Toronto writer/blogger Chris Bateman recently publicized a beautiful white-on-black map of all Toronto traffic lights, which was created by our very own Master of Spatial Analysis (MSA) student William Davis. Chris’ brief yet insightful post on blogTO can be found at Inspired by William’s idea and the creative map designs by several MSA students in my cartography course in the fall semester, I thought I’d give the traffic lights map a try. Another trigger for my experiment was a comment from blogTO reader “Red Menace” about the traffic lights, complaining that “Most of them are red too.” Here is how I proceeded:

  1. Visit the City of Toronto’s open data catalogue, click on “GET THE DATA”, and find “Traffic Signals Tabular”. I would love to provide a direct link, but they changed URLs to include some lengthy session IDs, which I cannot post here – currently, still works as an entry point.
  2. Download “All traffic signals – CSV”, “Traffic signals with APS – CSV”, and “Pedestrian crossovers – CSV”. According to the readme file, APS refers to “active traffic signal enabled with sound (Accessible Pedestrian Signals)”. CSV is a tabular file format (Comma-Separated Values).
  3. Start the open-source geographic information system QGIS 2.2. In the Layer menu, use “Add Delimited Text Layer…” to open each of the three CSV files, discarding the first line and assigning the Longitude and Latitude fields to the x and y coordinates respectively.
  4. Upon preliminary display, change the coordinate reference system of the QGIS project to UTM Zone 17N and display all traffic signals as red dots, pedestrian crossovers as yellow dots, and sound-enabled signals as green dots.
  5. In QGIS’ print composer, add new map, rotate by +18 degrees, set background to black, and fiddle with map extent and scale until everything fits. Then export as image, et voila!

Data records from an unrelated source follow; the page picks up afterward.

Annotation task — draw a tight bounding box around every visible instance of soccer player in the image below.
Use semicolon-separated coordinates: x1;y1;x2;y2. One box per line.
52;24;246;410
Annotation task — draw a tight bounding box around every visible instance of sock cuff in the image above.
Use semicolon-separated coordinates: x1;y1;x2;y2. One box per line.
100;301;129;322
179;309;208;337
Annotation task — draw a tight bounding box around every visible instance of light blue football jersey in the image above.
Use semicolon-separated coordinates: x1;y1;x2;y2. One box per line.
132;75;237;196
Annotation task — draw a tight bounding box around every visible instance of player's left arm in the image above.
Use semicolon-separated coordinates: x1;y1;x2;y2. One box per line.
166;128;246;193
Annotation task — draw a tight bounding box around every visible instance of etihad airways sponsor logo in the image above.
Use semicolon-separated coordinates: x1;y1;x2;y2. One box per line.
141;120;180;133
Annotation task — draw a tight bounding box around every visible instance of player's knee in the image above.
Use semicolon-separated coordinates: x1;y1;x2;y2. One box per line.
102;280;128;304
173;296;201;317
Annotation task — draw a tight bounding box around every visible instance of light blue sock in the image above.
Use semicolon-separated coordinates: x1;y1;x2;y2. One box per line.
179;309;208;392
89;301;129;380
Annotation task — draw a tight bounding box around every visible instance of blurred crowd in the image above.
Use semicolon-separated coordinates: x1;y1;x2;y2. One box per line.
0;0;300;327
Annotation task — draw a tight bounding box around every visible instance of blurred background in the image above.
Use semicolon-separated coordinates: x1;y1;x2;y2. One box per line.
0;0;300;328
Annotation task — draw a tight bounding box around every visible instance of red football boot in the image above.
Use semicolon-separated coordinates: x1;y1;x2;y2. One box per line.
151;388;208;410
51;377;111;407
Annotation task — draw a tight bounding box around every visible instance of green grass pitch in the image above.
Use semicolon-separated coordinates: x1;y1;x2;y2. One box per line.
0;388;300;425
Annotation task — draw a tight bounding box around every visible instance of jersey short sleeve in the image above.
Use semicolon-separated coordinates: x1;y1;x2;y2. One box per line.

Click image to open larger version.
Contains information licensed under the Open Government Licence – Toronto. 

With red dots representing “normal” traffic lights, green dots overlaying those lights that are friendly to visually impaired pedestrians, and yellow dots showing the locations of mid-block crosswalks, my map focuses a bit more on conveying thematic information than on a fashionable graphic design. While I am afraid that design gurus (in particular our trend-setting students!) may sniff at it, I like to think of it as an “infomap” or “cartographic” (read: carto-graphic), analogous to the now ubiquitous “infographic”.

Update 10 April 2014: I want to share another version, in which I created a halo around the red and yellow dots by defining a semi-transparent, 1mm wide outline of the same colour.


Click image to open full version.
Contains information licensed under the Open Government Licence – Toronto.